Tears spring to my eyes, and I dart for the ladder, but a strong hand holds me back. I turn, expecting Sonny, but it’s Rusty. Sonny is a step behind him. He and half his family are standing in the barn, naked concern on their faces.

“You can’t climb that,” Rusty says. I want to argue, but he’s pointing up to where the limb fell. It slammed into the ladder, knocking it loose. How Sweetness managed to climb it at all is a mystery.

“I can’t leave him,” I say. “He’s too little, and he can’t help himself.”

“We’ll get another ladder,” Rusty says, but one look in the barn tells me there’s no way a ladder would fit in all this chaos. It could take hours to clear this out, and by then, the loft could collapse or something could happen to Sweetness.

“We can’t wait. I’m small enough that if you guys hold the ladder, it won’t fall.”

“I can’t let you do that,” Rusty says. “It’s too dangerous. We’ll find another way.”

“No, it has to be done now!” I say. “Someone has to help him!”

I look around the barn, my eyes lighting on every hazard, every awful way that Sweetness could get hurt.

And that’s when I see it.

My mind jumps from one obstacle to the next.
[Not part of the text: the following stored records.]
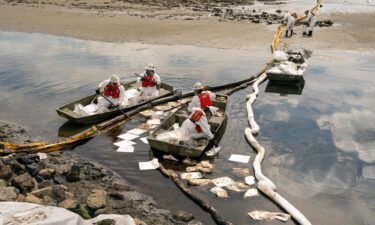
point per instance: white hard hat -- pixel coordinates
(150, 66)
(198, 86)
(115, 79)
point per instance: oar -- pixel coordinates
(113, 105)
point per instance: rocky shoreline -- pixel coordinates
(69, 181)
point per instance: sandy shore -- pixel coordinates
(350, 32)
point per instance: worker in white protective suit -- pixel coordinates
(289, 20)
(149, 82)
(194, 127)
(310, 23)
(203, 98)
(113, 91)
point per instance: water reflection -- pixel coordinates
(320, 145)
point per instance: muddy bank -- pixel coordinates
(182, 25)
(66, 180)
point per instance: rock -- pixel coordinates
(23, 182)
(3, 183)
(219, 192)
(8, 193)
(84, 212)
(33, 199)
(47, 173)
(97, 199)
(63, 169)
(106, 222)
(183, 216)
(20, 198)
(100, 211)
(48, 200)
(58, 192)
(70, 204)
(199, 182)
(5, 172)
(33, 169)
(44, 184)
(116, 195)
(73, 174)
(16, 167)
(139, 222)
(28, 159)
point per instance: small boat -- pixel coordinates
(67, 112)
(291, 70)
(218, 125)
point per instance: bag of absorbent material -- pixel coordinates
(280, 56)
(33, 214)
(289, 68)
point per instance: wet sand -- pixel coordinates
(351, 31)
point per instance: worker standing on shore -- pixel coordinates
(310, 23)
(289, 20)
(203, 98)
(113, 91)
(149, 82)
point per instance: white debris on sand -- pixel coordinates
(269, 216)
(219, 192)
(213, 151)
(222, 181)
(243, 172)
(153, 122)
(238, 187)
(251, 193)
(150, 165)
(170, 157)
(239, 158)
(192, 175)
(250, 180)
(199, 182)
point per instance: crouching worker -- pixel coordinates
(149, 82)
(289, 20)
(195, 127)
(203, 98)
(310, 23)
(113, 92)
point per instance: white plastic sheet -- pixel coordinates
(222, 181)
(144, 140)
(23, 213)
(250, 180)
(128, 136)
(239, 158)
(137, 131)
(150, 165)
(191, 175)
(126, 148)
(251, 193)
(124, 143)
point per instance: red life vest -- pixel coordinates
(205, 100)
(112, 90)
(195, 118)
(148, 81)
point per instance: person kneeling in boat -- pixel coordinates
(150, 82)
(203, 97)
(194, 127)
(289, 20)
(113, 91)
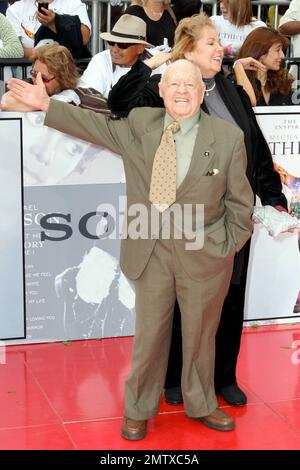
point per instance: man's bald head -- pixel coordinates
(182, 89)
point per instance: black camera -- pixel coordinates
(42, 5)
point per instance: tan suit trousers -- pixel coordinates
(200, 304)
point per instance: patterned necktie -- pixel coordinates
(163, 178)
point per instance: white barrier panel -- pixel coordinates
(73, 197)
(274, 269)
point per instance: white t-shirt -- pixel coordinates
(101, 75)
(22, 16)
(231, 35)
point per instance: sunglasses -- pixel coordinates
(120, 45)
(34, 73)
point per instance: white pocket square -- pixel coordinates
(213, 172)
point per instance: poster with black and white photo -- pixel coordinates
(12, 306)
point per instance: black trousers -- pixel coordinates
(229, 332)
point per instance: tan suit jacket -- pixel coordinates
(227, 196)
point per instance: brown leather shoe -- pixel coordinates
(134, 429)
(218, 420)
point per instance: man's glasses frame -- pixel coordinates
(120, 45)
(34, 73)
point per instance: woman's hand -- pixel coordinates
(158, 59)
(33, 96)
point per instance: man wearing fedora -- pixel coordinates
(173, 158)
(126, 42)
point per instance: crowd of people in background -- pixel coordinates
(142, 41)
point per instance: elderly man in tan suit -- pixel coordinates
(210, 170)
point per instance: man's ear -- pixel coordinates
(141, 48)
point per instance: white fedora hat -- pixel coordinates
(128, 29)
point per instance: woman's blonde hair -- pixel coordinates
(60, 62)
(188, 32)
(240, 11)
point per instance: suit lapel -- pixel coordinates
(203, 152)
(202, 157)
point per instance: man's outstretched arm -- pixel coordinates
(72, 120)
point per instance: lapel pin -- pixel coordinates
(213, 172)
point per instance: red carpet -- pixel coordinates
(70, 396)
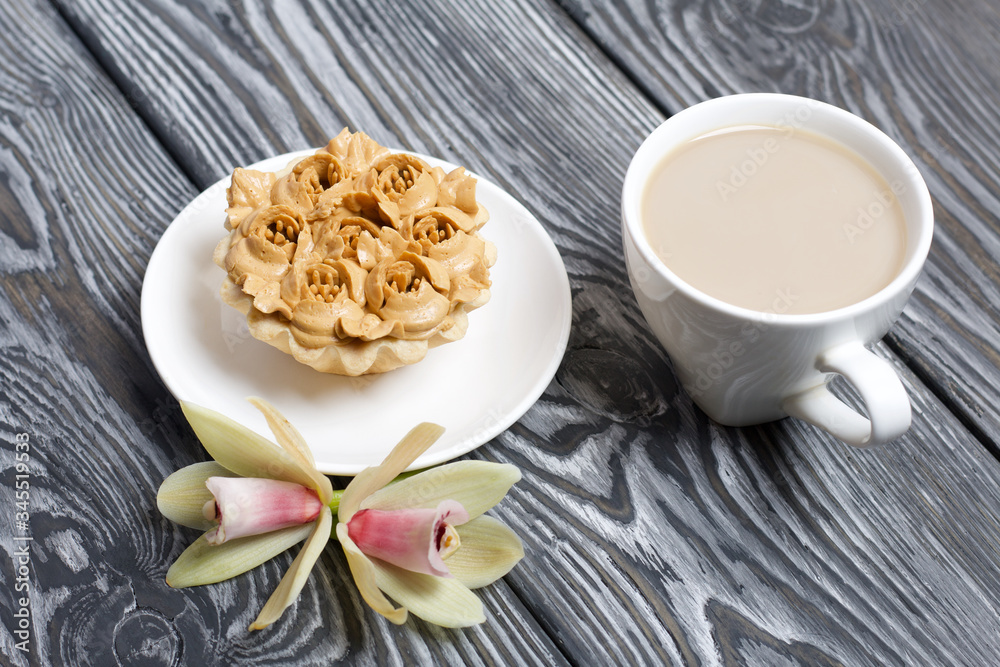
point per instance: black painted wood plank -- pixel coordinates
(652, 535)
(85, 192)
(923, 72)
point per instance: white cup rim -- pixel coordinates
(649, 153)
A quick glance shows me where everything is anchored.

“Is the barn going to hold?” I ask Rusty.

“The whole frame is made from oil well pipe. That part will hold,” Rusty says. “But—”

“I’m going to get him.”

Sonny grabs my hand. “PJ, there has to be another way.”

I look into his intense aqua eyes, willing him to understand. “There isn’t. Can you trust me?”

My question refers to what’s about to happen in this barn, but I see the way it hits him. I see the way his forehead wrinkles, the way his eyes narrow. I see the residual pain from a time when he absolutely did trust me and I betrayed that trust. I didn’t mean it as a sweeping metaphor for our relationship, but he takes it that way.

“I want to.”

“Then do. Trust me. I promise I know what I’m doing.”

His short nod is all the permission I need. I don’t even wait for Rusty to say yes.

I kick off my boots and socks, because I can’t do what I need to otherwise. I sweep my hand in some of the dirt on the ground. It’s not chalk, but it’ll have to do.